Companies, meanwhile, must also guard against being pushed or pulled into projects that don’t make sound financial sense. “Whenever a business has . . . assumed social responsibilities that it could not support economically, it has soon gotten into trouble,” Drucker wrote.

Yet Drucker, as well as others who share his philosophy, would also encourage companies to recognize that, as globalization accelerates and technology spreads, there is an ever-increasing chance—if not an obligation—to both further economic performance and make the world a better place.

“Business, as the most powerful institution in society, must be the instrument of social justice,” management scholar C.K. Prahalad, author of The Fortune at the Bottom of the Pyramid, proclaimed a couple of weeks ago in Vienna, at a forum marking what would have been Drucker’s 100th birthday. At the same time, he stressed “the practical value” of this approach—namely, how 5 billion underserved and unserved people across the globe present an extraordinary opening to carry out what Peter Drucker said was the primary purpose of any business: creating a customer.

Opportunities Everywhere

For many, looking at things this way requires an adjustment in thinking—a lesson David Cooperrider, a professor at Case Western Reserve University, learned when he visited Drucker in 2003, two years before Drucker died at age 95. “Can social responsibility also be profitable?” Cooperrider asked.

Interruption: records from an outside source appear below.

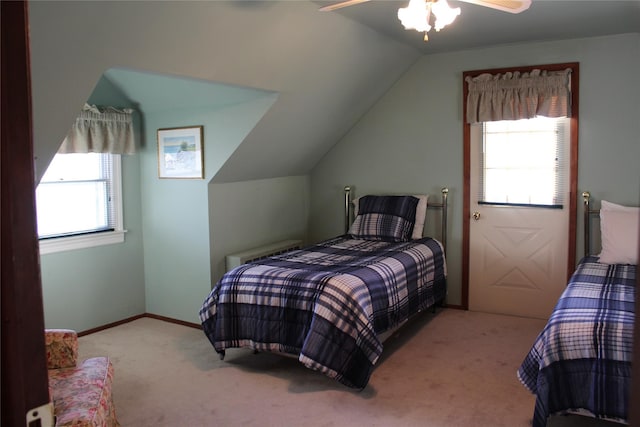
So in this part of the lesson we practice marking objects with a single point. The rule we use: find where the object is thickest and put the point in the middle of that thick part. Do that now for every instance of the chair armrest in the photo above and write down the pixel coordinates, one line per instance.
(62, 348)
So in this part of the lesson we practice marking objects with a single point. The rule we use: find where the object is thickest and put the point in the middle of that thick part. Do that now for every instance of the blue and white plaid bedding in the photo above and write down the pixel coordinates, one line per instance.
(581, 361)
(327, 303)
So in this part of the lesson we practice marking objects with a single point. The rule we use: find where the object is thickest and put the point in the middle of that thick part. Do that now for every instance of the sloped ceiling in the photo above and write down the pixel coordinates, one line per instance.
(479, 26)
(327, 68)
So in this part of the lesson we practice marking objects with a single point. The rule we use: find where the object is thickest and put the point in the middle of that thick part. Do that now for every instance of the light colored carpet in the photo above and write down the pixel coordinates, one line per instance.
(452, 368)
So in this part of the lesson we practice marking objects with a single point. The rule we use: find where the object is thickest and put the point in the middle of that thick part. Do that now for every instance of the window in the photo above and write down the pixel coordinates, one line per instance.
(522, 162)
(78, 202)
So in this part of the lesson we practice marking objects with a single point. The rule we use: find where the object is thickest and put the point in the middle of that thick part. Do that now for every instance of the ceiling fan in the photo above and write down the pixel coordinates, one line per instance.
(417, 14)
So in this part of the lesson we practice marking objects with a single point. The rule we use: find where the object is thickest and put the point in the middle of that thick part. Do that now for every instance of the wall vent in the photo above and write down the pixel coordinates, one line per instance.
(265, 251)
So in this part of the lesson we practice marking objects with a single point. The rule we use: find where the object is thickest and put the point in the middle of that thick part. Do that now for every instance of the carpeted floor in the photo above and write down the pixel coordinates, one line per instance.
(452, 368)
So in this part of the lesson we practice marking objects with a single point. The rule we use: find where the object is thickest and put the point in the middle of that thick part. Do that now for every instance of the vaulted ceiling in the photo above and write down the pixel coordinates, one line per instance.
(328, 69)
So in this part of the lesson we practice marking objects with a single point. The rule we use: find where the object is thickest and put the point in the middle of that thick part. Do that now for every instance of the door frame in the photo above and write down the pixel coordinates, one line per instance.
(573, 168)
(24, 370)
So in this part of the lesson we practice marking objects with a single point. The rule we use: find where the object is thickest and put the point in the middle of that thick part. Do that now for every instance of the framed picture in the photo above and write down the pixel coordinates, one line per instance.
(180, 152)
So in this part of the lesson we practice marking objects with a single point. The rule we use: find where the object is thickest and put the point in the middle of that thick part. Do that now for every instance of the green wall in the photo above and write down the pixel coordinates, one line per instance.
(411, 140)
(87, 288)
(176, 217)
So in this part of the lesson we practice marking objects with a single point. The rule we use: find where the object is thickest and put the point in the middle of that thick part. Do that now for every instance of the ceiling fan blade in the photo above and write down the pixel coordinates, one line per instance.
(341, 5)
(511, 6)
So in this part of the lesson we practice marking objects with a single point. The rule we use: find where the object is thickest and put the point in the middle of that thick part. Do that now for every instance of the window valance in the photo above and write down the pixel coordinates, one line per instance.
(516, 95)
(100, 130)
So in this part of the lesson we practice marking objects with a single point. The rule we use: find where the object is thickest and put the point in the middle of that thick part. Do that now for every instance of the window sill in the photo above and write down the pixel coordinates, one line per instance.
(63, 244)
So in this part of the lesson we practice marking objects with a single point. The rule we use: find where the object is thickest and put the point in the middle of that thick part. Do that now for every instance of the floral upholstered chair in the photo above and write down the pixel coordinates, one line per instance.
(81, 393)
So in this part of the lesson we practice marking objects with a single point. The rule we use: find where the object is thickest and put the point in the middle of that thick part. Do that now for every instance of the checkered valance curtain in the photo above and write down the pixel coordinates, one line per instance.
(516, 95)
(100, 130)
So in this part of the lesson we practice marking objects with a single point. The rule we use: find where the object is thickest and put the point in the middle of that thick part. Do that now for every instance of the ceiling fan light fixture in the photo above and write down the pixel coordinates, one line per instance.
(444, 14)
(417, 14)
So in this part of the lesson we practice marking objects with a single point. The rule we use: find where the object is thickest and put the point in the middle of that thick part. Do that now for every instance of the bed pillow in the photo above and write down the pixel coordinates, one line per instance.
(619, 229)
(421, 214)
(388, 218)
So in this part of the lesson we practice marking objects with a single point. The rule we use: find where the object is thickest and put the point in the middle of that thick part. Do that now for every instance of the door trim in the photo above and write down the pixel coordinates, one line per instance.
(573, 165)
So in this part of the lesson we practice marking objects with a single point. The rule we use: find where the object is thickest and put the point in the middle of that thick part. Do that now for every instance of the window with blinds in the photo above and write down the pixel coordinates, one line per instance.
(523, 162)
(76, 195)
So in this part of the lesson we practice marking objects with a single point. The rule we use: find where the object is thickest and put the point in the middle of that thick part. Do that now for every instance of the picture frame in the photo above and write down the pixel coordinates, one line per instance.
(180, 152)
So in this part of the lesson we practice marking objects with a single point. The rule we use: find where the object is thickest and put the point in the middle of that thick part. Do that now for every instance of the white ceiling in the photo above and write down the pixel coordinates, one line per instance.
(479, 26)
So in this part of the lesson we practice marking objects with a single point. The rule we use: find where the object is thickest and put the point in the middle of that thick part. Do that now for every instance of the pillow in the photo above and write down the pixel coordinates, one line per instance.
(421, 214)
(619, 229)
(388, 218)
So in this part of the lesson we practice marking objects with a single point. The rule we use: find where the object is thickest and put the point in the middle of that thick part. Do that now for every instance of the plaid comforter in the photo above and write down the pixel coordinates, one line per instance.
(581, 361)
(327, 303)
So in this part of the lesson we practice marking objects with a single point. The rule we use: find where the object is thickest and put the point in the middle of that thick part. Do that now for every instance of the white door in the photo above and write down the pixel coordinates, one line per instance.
(518, 248)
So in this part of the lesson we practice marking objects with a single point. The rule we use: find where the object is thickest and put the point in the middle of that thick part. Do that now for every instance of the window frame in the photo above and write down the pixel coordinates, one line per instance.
(93, 239)
(562, 150)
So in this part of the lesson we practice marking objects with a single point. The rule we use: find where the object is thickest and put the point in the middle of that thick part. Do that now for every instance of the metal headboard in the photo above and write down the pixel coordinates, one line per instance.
(443, 205)
(588, 213)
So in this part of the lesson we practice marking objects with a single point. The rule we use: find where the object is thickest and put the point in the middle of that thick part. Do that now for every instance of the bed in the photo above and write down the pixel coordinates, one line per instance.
(581, 361)
(331, 304)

Drucker smiled and told his guest that he had it backward: The question is not whether social responsibility can be profitable to a company, but how profitable a company can make social responsibility. “Every single social and global issue of our day is a business opportunity in disguise,” Drucker told Cooperrider, echoing comments he had first made decades earlier. The insight helped spur Cooperrider to launch the Center for Business as an Agent of World Benefit, which is advancing the concept through research and action.

Let’s just hope he resists the temptation to rename his venture the Center for Business as an Agent of Authentic World Benefit.